Well, it brings up the issue that in the United States, we don't actually have a health care system. We have a health care financing system and we have a system that has been accepted for a very, very long time that inequities are just part of how things happen. I think it's about time that we start to see people addressing some of these things. You know, we've always had double-digit unemployment when you look at it as white versus non-white, and now people are taking notice. I think it exposes the fact that we've just become, for a long time, complacent that injustice is just what happens and there's nothing we can do about it. And I think what is impressive about right now is that people have said, "Wait, this isn't acceptable, and we really want to do something to change it." I think that's very exciting.

While we're talking about this moment in time – in June there was a major reduction in anti-discrimination protections for LGBTQ+ people seeking medical care, which experts say will especially impact transgender and nonbinary people.

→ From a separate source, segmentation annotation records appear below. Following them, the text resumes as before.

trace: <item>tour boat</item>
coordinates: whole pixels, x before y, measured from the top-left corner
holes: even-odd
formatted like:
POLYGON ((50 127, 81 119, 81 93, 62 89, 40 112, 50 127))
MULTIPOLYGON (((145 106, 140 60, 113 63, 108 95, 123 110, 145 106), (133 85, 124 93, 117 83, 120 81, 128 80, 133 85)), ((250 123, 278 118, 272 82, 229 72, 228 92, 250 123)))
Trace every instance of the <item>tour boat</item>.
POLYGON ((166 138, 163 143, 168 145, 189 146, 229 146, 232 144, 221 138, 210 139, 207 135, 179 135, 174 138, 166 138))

When we're talking about health inequities, can we talk a little bit about what work needs to be done in terms of the LGBTQ+ community?

It runs the gamut, because understandably we use the umbrella in terms of saying "LGBTQ," but I think that the needs of individuals within the community have different degrees. Certainly being discriminated against, problems with access, poor health – those are issues for many people under the LGBTQ+ umbrella, but I think that there is a range in terms of those issues. There's sadly active animus toward transgender people, and that's a piece of the pie. I think that's an important piece that has to be reconciled and acknowledged, and people have to be held accountable in terms of saying, "This is not acceptable, and we have to do something different."

We're at an interesting point for medicine when it comes to the gender continuum, because you have a lot of people in place – some of whom are relatively young – whose mindsets are circa 1950 and 1960 in terms of heteronormative thinking. And they have a hard time wrapping their minds around the existence of a gender continuum. So I think that there has to be significant training. For instance, in the state of Pennsylvania, you have to do certain CME hours on safety and risk reduction to keep your medical license. There are states that demand that a high-priority training area is cultural competency, which includes issues like this. I think mandating training in areas like this would be helpful because people tend to be very binary and reductionistic. And unfortunately, I think what happens most the time is that these are good-hearted, well-meaning people who are creating environments that don't feel safe and don't feel inclusive. There has been work in that space, but there needs to be continued work in that area so that people can align in terms of giving good care.